# How would I replace ceiling tiles with drywall on a ceiling that has no studs?



## weedelf (Feb 22, 2011)

The ceiling I want to replace has tiles and I want drywall instead. The only problem is, there's no stud's up there above the tiles, it's just insulation. If I were to strip the tiles and frame, the insulation would probably all fall out.

Here's an example I found of what ceiling tiles I'm talking about:
http://t0.gstatic.com/images?q=tbn:ANd9GcSg2p_CbFOha8WDa128h7Ftu18a2K9R_qSZmuHO-fAkbqcIlsA1

Would I need studs? I'm assuming a big yes, if so, how would I add them? It's a 1 story house and I'm not sure how, or if I even CAN nail some studs to the ceiling so I can hang and nail in some drywall. I don't have access to areas up there either, it's pretty much the attic/roof and whoever added this part didn't really think thing's through too well when they added it.

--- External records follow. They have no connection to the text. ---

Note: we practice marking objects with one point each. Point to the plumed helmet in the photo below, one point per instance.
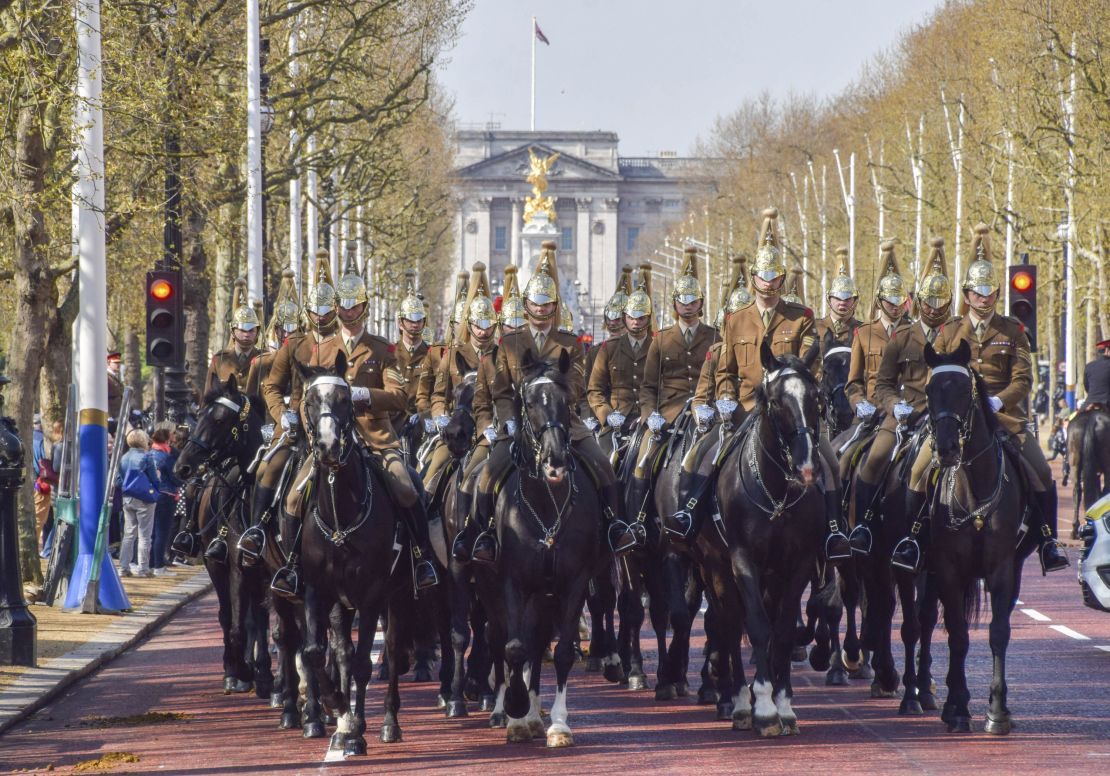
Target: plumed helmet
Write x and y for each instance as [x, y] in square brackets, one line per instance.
[614, 309]
[412, 305]
[843, 286]
[286, 311]
[936, 289]
[543, 284]
[639, 301]
[687, 289]
[321, 299]
[768, 263]
[980, 275]
[512, 304]
[242, 313]
[890, 288]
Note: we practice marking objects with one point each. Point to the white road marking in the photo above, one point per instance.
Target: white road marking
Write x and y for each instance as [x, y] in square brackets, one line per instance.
[1037, 615]
[1071, 634]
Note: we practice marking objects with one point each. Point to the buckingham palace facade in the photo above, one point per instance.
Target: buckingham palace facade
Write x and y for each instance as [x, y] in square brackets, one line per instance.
[611, 210]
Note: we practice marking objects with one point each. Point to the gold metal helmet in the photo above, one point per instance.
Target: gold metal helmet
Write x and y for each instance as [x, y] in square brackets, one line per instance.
[480, 310]
[638, 303]
[543, 284]
[890, 288]
[843, 286]
[980, 275]
[768, 263]
[687, 289]
[321, 299]
[242, 313]
[614, 309]
[512, 304]
[286, 311]
[412, 305]
[936, 289]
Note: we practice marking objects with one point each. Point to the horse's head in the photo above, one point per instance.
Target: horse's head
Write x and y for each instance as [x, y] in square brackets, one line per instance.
[834, 380]
[329, 415]
[545, 414]
[954, 393]
[791, 401]
[220, 426]
[458, 433]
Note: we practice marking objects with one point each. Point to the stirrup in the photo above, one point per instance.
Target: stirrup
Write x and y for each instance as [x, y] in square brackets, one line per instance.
[907, 555]
[860, 540]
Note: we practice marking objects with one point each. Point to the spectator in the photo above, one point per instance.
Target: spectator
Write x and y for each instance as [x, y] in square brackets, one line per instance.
[139, 483]
[164, 456]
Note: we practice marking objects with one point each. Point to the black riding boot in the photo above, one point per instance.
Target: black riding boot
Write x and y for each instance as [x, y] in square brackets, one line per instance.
[1051, 555]
[836, 543]
[907, 553]
[860, 537]
[423, 568]
[622, 535]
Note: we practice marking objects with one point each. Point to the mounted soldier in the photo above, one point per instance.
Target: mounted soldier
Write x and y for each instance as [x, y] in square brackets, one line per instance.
[899, 388]
[376, 391]
[235, 359]
[1000, 354]
[618, 370]
[538, 340]
[788, 329]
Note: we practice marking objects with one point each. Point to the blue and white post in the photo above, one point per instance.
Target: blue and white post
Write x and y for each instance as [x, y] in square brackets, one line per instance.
[92, 338]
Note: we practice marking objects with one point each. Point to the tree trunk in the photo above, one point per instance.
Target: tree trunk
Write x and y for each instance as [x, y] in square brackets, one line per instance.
[34, 299]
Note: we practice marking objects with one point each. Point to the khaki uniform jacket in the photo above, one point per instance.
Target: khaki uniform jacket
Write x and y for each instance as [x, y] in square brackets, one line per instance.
[371, 364]
[866, 356]
[1001, 358]
[447, 376]
[496, 396]
[230, 361]
[902, 372]
[616, 378]
[672, 370]
[790, 331]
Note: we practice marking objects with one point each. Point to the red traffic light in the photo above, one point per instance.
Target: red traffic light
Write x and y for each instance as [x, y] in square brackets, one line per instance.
[1021, 281]
[161, 290]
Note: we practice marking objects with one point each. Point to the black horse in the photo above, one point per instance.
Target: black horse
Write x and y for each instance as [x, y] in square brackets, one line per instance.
[548, 522]
[773, 515]
[219, 453]
[351, 547]
[977, 527]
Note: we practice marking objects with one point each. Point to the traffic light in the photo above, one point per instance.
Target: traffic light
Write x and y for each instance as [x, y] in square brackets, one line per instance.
[1023, 299]
[165, 319]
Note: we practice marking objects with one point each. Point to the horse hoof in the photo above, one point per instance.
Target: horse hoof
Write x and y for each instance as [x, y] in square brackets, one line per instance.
[998, 727]
[518, 733]
[354, 747]
[770, 727]
[960, 724]
[910, 706]
[665, 692]
[559, 738]
[849, 664]
[707, 696]
[879, 692]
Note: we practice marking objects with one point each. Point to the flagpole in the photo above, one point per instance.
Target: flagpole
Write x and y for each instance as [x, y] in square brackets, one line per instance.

It's a corner of the house room, there's wood/studs that surround the ceiling walls on all 4 sides, but I'm not sure how I would attached some studs to them other than just hanging them there...


----------



## nealtw (Feb 22, 2011)

You are talking about a drop ceiling. You would remove the hanging ceiling and replace  the perimiter with 2x6, 3 nails in each stud. install joist hangers 24" on center and drop in 2x6 joists. If the area above is more than 100 sq. ft. You will need and access hole  the hole is 22.5"x 28". 
Poly the underside of the joists with 6mil poly seal all joints and drywall ,leave 1/2 " lip around access hole for a piece of drywall to sit on. Your ready for insulation.


----------



## joecaption (Feb 24, 2011)

Is this a flat roof house? That's the only way I can see a single story house not having rafters for the ceiling.
What's the tiles hanging from?
Are these 12 X 12" tiles, or 2' X 2' or even 2' X 4'?


----------